Al centro delle attività di Djungle c’è spesso la gamification, riuscite ad applicare questo concetto anche a lavoro? Pensate che il divertimento sia un aspetto importante del contesto lavorativo?
Alessandro: Assolutamente sì, per noi la gamification è una delle cose più importanti. Nel team, tenere un livello di divertimento alto è una parte fondante di Djungle, il divertimento permette di stimolare meglio la creatività. Per poter sviluppare progetti davvero innovativi e che puntano ad essere disruptive, c’è bisogno di poter fruire della creatività in modo costante e il divertimento è un’ottima fonte per far nascere nuove idee.

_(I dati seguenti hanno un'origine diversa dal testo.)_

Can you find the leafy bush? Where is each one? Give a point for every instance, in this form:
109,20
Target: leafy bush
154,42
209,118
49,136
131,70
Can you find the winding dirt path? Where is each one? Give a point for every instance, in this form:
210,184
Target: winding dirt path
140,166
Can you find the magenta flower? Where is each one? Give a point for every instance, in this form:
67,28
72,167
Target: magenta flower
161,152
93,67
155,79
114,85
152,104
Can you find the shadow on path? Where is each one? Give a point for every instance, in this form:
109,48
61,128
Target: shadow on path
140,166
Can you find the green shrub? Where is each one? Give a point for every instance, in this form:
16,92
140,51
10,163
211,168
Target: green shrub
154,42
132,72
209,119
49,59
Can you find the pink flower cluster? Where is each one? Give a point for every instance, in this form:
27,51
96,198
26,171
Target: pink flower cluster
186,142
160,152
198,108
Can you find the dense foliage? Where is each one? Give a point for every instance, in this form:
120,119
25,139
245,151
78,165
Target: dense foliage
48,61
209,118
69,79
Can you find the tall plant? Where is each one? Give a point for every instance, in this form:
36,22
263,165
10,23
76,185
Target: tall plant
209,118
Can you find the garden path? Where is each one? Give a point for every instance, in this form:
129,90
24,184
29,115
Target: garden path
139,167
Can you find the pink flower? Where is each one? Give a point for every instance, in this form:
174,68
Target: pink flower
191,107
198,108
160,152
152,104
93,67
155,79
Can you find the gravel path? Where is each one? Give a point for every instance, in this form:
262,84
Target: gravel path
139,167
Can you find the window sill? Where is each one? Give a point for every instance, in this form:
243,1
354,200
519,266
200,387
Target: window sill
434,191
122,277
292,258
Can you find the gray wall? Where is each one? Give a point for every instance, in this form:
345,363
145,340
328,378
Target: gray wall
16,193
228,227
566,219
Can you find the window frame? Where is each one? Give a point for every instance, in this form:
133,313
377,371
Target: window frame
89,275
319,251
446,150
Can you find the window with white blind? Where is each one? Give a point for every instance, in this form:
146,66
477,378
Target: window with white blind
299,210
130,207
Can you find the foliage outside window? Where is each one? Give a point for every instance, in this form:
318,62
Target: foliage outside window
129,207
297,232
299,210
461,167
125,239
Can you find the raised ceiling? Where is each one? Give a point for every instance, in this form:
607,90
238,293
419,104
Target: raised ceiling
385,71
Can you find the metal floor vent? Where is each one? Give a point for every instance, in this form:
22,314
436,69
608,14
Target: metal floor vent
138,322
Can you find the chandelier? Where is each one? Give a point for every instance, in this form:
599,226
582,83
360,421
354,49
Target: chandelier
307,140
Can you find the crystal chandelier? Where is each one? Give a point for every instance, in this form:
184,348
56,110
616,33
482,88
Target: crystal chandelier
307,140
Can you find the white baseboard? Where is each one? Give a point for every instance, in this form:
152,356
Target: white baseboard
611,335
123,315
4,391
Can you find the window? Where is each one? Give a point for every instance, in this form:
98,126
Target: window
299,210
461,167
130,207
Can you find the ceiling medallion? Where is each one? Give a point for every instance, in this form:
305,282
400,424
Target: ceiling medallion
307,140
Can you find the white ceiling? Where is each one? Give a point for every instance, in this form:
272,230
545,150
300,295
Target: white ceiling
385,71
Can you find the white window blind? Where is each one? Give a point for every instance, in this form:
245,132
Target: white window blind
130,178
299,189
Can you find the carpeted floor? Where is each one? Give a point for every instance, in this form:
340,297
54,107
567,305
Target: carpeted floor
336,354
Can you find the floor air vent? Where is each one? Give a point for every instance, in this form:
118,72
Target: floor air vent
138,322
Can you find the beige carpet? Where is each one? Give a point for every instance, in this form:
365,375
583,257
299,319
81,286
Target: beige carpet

Giulietta: Nell’ultimo periodo il nostro team è cresciuto molto e per mantenere lo spirito del gruppo abbiamo istituito una seria rituali, come il DjungleDay o il Planning, o attività come il Delegation Game, e una serie di processi e di momenti di confronto con il team per confrontarci su elementi dell’azienda attraverso attività divertenti capaci di creare momenti di condivisione e rinforzare le singole connessioni tra i membri. In questo periodo fortemente influenzato dallo smartworking, abbiamo piacevolmente notato che il gruppo è comunque molto unito e tutti si ritrovano appieno nello spirito di Djungle.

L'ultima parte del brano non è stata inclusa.